For those unfamiliar with Nextstrain, we recommend checking out the Nextstrain documentation before reading further.
This repository is forked from nextstrain.org/lassa and modified to include the analysis of deep mutational scanning data. The analysis is performed using the dmsa_pred package. This repo is currently set up to run the data as presented in the manuscript Deep mutational scanning reveals functional constraints and antigenic variability of Lassa virus glycoprotein complex.
To run the pipeline, install snakemake following their documentation, This pipeline has been tested with versions >= 8.4.11
then clone this repository and the submodules
git clone https://github.com/matsengrp/lassa-dmsa.git --recurse-submodules
Run the pipeline with the following command
snakemake --use-conda --cores 2 --configfile config/config.yaml
Each rule currently uses the environment specified in my_profiles/dmsa_pred/dmsa_env.yaml. The configuration file specified above provides paths to the escape data within the LASV_Josiah_GP_DMS submodule. The pipeline will output a JSON file(s) under the "auspice/" directory that can be visualized with auspice software. CSV's of phenotype predictions can be found under "results/dmsa-phenotype/"

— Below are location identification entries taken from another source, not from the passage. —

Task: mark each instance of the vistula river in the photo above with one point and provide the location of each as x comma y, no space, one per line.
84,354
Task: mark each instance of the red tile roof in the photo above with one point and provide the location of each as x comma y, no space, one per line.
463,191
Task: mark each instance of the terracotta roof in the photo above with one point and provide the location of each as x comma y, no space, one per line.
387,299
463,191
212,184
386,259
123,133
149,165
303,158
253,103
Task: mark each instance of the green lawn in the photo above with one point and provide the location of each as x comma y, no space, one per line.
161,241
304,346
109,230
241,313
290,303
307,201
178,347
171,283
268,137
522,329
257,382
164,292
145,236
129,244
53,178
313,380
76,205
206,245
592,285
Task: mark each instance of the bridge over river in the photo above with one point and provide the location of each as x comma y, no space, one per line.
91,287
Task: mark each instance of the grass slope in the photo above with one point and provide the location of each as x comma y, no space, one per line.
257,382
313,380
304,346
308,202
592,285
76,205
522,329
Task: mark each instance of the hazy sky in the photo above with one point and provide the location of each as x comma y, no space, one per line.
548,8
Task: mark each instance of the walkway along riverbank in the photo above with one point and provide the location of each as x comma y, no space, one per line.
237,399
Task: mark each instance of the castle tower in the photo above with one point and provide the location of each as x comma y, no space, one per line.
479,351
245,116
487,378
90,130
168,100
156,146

To download the accessions, go to NCBI Virus and click Search by virus. In the Search by virus name or taxonomy box, enter Mammarenavirus lassaense, taxid:3052310 and hit enter. Then click the Download option, select Accession List and Nucleotide options and hit Next. On the next page, select Download All Records and hit Next. On the next page, select Accession with version and click Download. Sequences are downloaded from the list of accessions because more information is extracted from the genbank file during the download process. The current accession list was downloaded on August 10, 2023.

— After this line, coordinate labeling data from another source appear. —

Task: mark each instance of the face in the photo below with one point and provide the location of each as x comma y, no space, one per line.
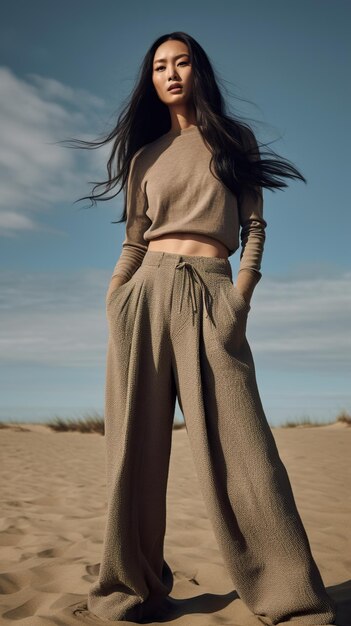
171,64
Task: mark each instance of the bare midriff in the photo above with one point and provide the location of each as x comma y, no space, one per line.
196,245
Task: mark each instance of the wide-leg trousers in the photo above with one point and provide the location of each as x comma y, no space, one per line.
177,328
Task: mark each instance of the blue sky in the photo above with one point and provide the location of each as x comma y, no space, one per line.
65,69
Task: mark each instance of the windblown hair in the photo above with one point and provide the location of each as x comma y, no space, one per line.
236,155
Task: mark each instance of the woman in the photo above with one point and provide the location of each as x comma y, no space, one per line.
177,327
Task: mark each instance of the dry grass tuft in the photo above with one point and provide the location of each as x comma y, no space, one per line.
344,417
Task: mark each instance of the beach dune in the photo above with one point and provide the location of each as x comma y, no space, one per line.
53,508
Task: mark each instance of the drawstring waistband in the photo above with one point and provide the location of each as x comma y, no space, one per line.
194,275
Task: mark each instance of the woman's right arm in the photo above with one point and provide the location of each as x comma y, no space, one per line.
134,246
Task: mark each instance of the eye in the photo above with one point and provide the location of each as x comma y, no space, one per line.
161,66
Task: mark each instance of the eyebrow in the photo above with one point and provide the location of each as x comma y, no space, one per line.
176,57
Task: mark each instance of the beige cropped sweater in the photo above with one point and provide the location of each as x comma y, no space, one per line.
170,189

Configuration takes place within the Snakefile
and the config/config.yaml
files. The Snakefile
can be read top-to-bottom, each rule
specifies its file inputs and output and also its parameters. There is little redirection and each
rule should be able to be reasoned with on its own. The config/config.yaml
is important for configuring the DMSA phenotype prediction component of this build (e.g., paths to the deep mutational scanning directories for escape data).